The UK Government has now signed agreements for four different types of potential COVID-19 vaccines, totalling 250 million doses.
Last week, Britain agreed deals for 30 million doses of the experimental BioNTech/Pfizer, followed by a deal in principle for 60 million doses of the Valneva vaccine.
Prior to this, an agreement was struck with AstraZeneca for production of 100 million doses of its potential vaccine, which is currently in development with Oxford University.

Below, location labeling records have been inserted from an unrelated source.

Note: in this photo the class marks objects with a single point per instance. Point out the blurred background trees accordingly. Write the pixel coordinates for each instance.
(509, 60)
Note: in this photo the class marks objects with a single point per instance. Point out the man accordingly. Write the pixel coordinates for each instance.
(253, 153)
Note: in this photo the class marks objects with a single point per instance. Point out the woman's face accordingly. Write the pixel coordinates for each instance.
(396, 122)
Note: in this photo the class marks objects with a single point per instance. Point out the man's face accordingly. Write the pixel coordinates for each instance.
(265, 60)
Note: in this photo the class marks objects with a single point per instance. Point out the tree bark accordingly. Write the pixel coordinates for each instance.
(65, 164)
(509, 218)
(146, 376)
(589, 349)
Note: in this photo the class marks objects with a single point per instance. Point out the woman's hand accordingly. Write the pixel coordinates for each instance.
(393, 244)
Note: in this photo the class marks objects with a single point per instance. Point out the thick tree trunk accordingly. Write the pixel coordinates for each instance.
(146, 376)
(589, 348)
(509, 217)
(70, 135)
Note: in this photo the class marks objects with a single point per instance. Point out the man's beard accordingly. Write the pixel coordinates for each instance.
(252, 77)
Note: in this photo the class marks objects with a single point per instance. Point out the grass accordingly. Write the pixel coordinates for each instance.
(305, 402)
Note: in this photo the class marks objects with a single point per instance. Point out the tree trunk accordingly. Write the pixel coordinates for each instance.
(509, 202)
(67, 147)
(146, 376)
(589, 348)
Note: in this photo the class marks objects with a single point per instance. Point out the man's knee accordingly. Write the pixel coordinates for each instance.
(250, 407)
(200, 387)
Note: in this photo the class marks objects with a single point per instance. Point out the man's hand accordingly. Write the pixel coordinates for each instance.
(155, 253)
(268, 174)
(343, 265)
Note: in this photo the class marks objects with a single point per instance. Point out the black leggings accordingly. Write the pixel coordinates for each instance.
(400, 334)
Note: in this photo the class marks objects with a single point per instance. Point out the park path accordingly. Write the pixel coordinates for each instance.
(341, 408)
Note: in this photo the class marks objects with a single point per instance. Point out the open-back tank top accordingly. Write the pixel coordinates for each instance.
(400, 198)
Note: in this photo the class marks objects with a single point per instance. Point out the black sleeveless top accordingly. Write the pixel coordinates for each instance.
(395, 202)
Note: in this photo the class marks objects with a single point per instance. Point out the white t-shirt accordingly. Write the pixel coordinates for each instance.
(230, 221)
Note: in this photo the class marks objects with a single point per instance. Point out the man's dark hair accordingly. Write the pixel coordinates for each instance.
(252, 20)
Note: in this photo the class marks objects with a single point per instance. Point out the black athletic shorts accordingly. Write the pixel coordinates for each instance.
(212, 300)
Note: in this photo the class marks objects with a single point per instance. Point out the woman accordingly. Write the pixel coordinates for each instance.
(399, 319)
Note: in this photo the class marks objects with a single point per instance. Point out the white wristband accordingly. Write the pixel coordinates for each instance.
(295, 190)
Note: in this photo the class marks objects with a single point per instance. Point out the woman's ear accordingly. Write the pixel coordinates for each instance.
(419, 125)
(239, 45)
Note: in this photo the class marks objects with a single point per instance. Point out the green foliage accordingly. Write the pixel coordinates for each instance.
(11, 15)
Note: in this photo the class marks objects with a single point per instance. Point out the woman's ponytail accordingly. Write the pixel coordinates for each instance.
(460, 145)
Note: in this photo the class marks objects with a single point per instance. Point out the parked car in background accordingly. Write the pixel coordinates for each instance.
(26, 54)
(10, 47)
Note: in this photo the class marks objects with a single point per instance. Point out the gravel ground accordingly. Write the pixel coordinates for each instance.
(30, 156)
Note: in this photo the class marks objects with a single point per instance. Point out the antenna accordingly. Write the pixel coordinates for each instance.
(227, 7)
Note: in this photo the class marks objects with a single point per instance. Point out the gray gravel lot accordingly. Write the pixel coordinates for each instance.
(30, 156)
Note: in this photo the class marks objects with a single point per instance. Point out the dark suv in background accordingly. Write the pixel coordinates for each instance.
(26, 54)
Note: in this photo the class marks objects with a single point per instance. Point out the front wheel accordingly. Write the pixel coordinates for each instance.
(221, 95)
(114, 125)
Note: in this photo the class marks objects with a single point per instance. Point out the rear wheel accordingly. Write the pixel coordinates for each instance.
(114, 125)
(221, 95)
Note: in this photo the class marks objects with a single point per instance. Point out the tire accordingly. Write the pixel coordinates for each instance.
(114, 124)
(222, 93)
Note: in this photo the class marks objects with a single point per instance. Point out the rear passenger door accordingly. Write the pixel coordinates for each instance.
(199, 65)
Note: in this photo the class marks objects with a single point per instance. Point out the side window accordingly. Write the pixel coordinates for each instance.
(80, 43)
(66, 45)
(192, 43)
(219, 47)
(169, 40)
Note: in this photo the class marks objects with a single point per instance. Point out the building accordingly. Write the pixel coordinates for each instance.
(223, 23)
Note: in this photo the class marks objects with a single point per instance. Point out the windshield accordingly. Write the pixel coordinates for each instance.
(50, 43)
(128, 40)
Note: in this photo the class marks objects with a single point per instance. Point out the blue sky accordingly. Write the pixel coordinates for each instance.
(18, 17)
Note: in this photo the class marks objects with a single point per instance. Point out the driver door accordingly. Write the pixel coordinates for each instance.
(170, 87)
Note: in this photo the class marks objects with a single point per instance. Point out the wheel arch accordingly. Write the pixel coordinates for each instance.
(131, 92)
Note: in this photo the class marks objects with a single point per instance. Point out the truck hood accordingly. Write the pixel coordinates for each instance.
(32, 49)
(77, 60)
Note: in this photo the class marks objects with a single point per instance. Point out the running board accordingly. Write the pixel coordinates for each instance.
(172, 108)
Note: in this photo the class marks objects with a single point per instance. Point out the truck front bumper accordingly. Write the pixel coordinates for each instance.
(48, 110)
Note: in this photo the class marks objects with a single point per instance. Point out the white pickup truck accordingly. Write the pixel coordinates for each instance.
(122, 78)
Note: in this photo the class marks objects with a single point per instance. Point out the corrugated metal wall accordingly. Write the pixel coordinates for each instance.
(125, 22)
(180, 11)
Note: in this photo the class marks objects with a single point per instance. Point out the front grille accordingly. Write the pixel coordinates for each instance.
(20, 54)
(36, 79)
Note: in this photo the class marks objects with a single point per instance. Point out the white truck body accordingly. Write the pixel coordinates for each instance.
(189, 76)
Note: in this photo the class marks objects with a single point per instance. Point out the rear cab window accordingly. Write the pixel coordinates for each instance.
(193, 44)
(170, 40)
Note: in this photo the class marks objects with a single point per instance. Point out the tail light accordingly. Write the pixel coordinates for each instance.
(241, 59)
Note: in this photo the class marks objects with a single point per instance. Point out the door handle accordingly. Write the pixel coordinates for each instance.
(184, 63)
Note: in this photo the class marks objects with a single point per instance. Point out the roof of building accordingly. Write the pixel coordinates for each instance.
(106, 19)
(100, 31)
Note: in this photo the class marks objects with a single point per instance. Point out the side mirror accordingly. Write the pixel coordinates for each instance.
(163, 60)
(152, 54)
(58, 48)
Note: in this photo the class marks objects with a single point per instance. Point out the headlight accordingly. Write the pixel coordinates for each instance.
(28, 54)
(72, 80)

This new vaccine produced by GSK and Sanofi is based on the existing DNA-based technology used to produce the latter’s seasonal flu vaccine.
Kate Bingham, chairwoman of the Government’s Vaccines Taskforce, said: “This diversity of vaccine types is important because we do not yet know which, if any, of the different types of vaccine will prove to generate a safe and protective response to Covid-19.
“Whilst this agreement is very good news, we mustn’t be complacent or over-optimistic.
“The fact remains we may never get a vaccine and, if we do get one, we have to be prepared that it may not be a vaccine which prevents getting the virus, but rather one that reduces symptoms.”
Almost 72,000 people have volunteered over the past week to receive information about joining clinical studies to find a vaccine.
But ministers want to significantly ramp up that number, and hope to have half-a-million people signed up by October.